Ballistic and diffusive: theory of vortices in the two-band superconductor MgB2

TL;DR

This paper develops a theoretical model for MgB2, a two-band superconductor, analyzing how ballistic and diffusive quasiparticle motions affect vortex structures and electronic properties, revealing new bound states.

Contribution

It introduces a model combining ballistic and diffusive quasiparticle dynamics in MgB2, explaining vortex core spectra and bound states with experimental relevance.

Findings

Coupling to the pi band induces additional vortex bound states.

Spatial variations of order parameter and current density are characterized.

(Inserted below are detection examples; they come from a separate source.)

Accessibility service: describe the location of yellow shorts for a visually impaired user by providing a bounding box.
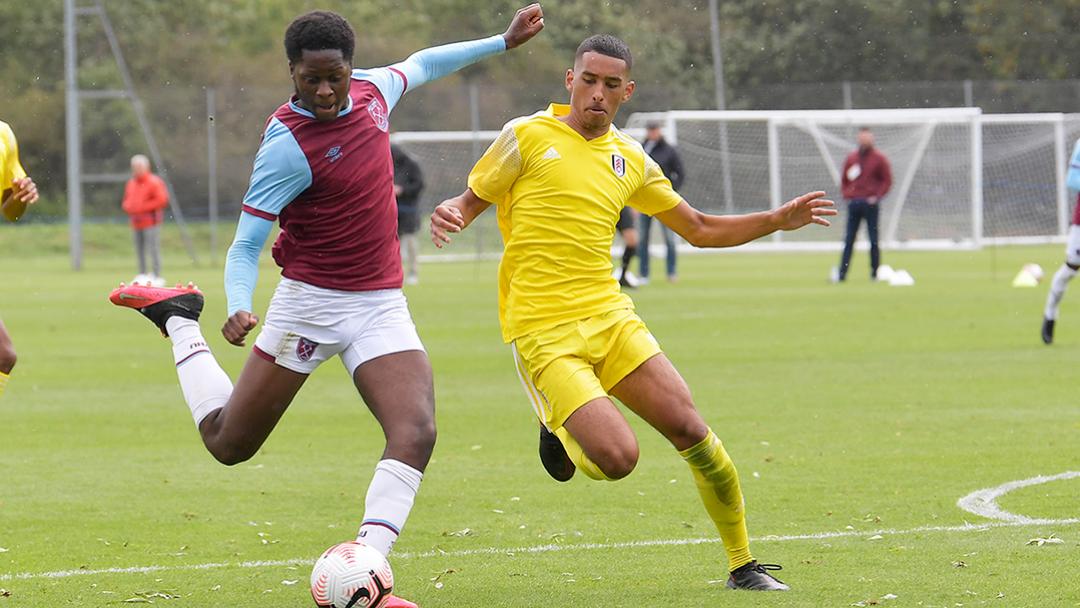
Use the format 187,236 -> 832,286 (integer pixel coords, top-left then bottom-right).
511,309 -> 662,431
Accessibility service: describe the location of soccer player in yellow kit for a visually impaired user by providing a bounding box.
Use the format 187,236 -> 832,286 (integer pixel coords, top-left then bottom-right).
431,36 -> 836,590
0,121 -> 38,395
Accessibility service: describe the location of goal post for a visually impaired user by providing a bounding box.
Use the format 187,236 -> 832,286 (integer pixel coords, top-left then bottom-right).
627,108 -> 1080,248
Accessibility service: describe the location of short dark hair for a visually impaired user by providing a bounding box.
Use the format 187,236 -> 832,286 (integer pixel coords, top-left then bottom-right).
573,33 -> 634,70
285,11 -> 356,64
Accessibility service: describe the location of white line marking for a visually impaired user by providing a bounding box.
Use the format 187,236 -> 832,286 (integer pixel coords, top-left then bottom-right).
956,471 -> 1080,524
0,517 -> 1080,581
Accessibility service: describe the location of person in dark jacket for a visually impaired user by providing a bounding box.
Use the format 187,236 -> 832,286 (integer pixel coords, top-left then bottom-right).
833,126 -> 892,282
637,122 -> 686,285
390,144 -> 423,285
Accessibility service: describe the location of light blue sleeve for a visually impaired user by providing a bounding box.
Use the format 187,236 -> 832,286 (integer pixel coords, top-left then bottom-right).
1066,139 -> 1080,190
352,33 -> 507,111
225,119 -> 311,316
244,119 -> 311,219
225,213 -> 273,316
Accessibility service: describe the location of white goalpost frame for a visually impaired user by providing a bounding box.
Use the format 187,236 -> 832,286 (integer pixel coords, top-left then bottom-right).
392,108 -> 1080,259
627,108 -> 1069,251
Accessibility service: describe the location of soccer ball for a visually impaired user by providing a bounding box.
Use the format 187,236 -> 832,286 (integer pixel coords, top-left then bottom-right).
1024,262 -> 1043,283
311,541 -> 394,608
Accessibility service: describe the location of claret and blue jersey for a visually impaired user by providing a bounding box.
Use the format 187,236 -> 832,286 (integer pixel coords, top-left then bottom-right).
225,36 -> 505,315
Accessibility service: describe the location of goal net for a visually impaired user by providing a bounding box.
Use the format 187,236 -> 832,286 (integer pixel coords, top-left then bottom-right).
627,108 -> 1080,247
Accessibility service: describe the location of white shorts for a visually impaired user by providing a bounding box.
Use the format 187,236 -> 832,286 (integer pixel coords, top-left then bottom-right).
255,279 -> 423,376
1065,224 -> 1080,266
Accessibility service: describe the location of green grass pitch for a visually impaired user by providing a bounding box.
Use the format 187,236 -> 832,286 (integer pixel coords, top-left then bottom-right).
0,226 -> 1080,608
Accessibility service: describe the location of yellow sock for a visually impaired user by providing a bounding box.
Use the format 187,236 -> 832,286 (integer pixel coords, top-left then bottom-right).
678,430 -> 754,570
555,427 -> 611,482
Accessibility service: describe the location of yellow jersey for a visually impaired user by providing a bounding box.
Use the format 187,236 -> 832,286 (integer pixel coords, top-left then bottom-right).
469,104 -> 683,342
0,121 -> 26,192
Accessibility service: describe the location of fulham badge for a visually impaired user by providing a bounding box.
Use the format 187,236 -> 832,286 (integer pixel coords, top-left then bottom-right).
611,154 -> 626,177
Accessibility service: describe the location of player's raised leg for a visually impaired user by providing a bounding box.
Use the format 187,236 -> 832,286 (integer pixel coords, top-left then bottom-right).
353,350 -> 435,555
611,353 -> 787,591
109,284 -> 308,464
555,397 -> 639,481
1042,264 -> 1080,344
1042,224 -> 1080,344
511,334 -> 638,482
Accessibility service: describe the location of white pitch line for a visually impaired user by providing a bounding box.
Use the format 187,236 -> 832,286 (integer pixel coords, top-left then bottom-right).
0,517 -> 1080,581
956,471 -> 1080,524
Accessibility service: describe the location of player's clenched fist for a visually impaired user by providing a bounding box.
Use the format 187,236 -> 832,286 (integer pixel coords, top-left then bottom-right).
431,203 -> 465,248
221,310 -> 259,347
502,3 -> 543,50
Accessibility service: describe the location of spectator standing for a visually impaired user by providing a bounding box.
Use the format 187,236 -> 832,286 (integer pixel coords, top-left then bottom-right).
122,154 -> 168,284
833,126 -> 892,282
390,144 -> 423,285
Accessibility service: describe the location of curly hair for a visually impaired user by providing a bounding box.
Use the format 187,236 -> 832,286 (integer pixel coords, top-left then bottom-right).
285,11 -> 356,64
573,33 -> 634,70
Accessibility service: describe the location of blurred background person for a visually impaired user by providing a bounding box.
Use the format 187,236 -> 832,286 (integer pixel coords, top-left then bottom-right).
121,154 -> 168,285
637,121 -> 686,285
390,144 -> 423,285
832,126 -> 892,283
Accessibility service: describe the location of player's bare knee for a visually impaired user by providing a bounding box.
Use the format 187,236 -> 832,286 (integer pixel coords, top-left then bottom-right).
596,443 -> 640,479
667,416 -> 708,449
0,342 -> 18,374
384,418 -> 437,456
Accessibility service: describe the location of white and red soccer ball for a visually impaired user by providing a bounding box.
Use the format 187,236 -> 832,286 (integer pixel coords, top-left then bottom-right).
311,541 -> 394,608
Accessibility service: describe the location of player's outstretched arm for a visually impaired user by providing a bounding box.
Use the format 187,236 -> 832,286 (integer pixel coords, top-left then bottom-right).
0,177 -> 38,221
431,188 -> 491,248
221,213 -> 273,347
656,191 -> 837,247
390,4 -> 543,91
502,2 -> 543,51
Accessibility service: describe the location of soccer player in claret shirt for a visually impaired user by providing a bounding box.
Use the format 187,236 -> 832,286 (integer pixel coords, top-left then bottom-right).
0,121 -> 38,395
431,36 -> 836,590
1042,139 -> 1080,344
110,4 -> 543,606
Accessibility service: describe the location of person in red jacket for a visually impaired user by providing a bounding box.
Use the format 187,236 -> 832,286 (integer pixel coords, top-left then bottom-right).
834,126 -> 892,281
123,154 -> 168,282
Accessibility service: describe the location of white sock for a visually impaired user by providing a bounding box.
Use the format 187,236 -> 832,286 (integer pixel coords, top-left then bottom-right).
165,316 -> 232,427
356,459 -> 423,555
1043,264 -> 1077,321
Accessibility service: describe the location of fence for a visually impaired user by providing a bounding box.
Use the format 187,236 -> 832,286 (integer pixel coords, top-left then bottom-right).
31,80 -> 1080,259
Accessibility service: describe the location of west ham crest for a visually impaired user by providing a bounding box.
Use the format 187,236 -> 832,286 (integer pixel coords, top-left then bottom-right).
611,154 -> 626,177
367,97 -> 390,133
296,336 -> 319,362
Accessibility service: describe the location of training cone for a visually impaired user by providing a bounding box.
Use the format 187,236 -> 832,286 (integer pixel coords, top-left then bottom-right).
1013,268 -> 1039,287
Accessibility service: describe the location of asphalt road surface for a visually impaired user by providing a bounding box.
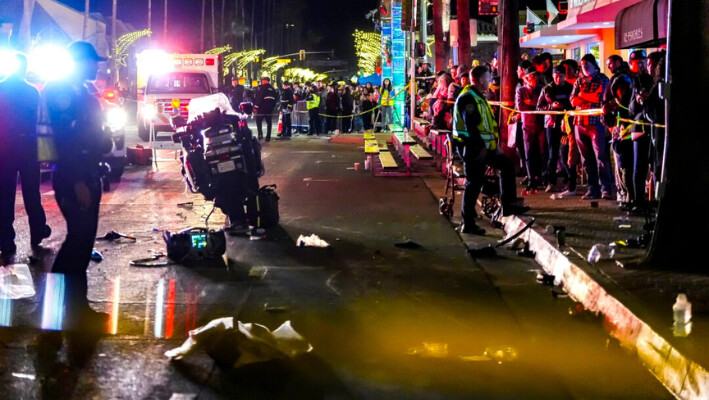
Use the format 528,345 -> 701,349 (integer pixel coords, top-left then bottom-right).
0,126 -> 671,400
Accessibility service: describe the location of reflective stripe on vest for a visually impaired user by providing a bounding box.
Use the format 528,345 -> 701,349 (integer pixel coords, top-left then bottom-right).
379,89 -> 394,107
453,86 -> 499,150
305,93 -> 320,110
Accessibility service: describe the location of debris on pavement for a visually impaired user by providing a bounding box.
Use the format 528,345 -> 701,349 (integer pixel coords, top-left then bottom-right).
468,244 -> 497,258
406,342 -> 448,358
507,238 -> 527,250
96,231 -> 137,242
165,317 -> 313,368
0,264 -> 36,300
394,239 -> 421,249
295,233 -> 330,247
91,249 -> 103,262
537,271 -> 556,286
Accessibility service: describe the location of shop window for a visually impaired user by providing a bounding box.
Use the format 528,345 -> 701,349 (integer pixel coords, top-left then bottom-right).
586,42 -> 601,60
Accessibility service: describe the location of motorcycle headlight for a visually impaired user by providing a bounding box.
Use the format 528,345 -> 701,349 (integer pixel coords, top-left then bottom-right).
106,108 -> 127,131
143,104 -> 157,120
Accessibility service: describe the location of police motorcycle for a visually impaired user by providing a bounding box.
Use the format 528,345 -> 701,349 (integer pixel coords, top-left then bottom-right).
85,82 -> 128,181
164,93 -> 272,262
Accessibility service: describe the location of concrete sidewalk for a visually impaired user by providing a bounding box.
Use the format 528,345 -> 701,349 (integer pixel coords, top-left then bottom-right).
425,177 -> 709,399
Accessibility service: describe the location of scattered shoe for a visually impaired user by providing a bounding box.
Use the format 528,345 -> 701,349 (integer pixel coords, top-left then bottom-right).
224,224 -> 249,236
250,228 -> 266,240
30,225 -> 52,247
561,189 -> 577,197
460,224 -> 485,236
502,204 -> 530,217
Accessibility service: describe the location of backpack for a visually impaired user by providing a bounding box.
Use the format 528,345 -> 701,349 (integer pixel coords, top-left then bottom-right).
246,184 -> 279,228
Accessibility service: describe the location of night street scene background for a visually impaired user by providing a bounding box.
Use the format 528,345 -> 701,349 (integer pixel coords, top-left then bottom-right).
0,0 -> 709,400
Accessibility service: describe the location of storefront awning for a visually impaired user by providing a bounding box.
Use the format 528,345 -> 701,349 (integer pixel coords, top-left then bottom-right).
615,0 -> 667,49
519,25 -> 597,49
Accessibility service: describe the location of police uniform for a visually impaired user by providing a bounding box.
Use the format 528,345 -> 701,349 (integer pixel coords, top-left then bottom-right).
37,42 -> 112,329
305,90 -> 322,136
0,59 -> 51,255
281,85 -> 295,137
254,79 -> 278,142
452,86 -> 526,234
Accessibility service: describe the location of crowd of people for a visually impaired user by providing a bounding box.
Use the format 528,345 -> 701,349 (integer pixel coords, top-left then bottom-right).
416,50 -> 665,222
227,77 -> 404,141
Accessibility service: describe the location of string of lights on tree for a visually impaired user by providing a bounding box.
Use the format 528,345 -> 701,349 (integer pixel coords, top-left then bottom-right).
283,68 -> 327,82
352,30 -> 382,75
204,44 -> 231,55
223,49 -> 266,76
114,29 -> 152,67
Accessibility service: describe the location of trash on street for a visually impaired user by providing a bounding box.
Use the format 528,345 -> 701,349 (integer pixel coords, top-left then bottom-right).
295,233 -> 330,247
165,317 -> 313,368
0,264 -> 35,300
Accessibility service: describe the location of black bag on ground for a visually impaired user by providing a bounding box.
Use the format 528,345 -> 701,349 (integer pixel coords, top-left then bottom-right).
246,185 -> 279,228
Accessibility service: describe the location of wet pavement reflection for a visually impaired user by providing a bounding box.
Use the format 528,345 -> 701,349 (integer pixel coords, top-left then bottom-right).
0,136 -> 670,399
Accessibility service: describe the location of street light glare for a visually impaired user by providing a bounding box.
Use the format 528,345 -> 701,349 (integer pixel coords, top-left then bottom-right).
28,45 -> 74,81
0,49 -> 19,79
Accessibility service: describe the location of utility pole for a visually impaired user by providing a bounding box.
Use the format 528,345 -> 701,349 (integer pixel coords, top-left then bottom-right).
111,0 -> 118,85
162,0 -> 167,43
641,0 -> 709,272
81,0 -> 89,40
497,0 -> 519,155
148,0 -> 153,41
433,0 -> 448,71
199,0 -> 207,52
212,0 -> 217,48
457,0 -> 472,68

The model explains impurity effects observed in MgB2.

Abstract

Motivated by the recent results on impurity effects in MgB2, we present a theoretical model for a two-band superconductor in which the character of quasiparticle motion is ballistic in one band and diffusive in the other. We apply our model to calculate the electronic structure in the vicinity of an isolated vortex. We assume that superconductivity in the diffusive (pi) band is induced by that in the clean (sigma) band, as suggested by experimental evidence for MgB2. We focus our attention to the spatial variations of the order parameter, the current density, and the vortex core spectrum in the two bands. Our results indicate that the coupling to the pi band can lead to the appearance of additional bound states near the gap edge in the sigma band that are absent in the single-band case.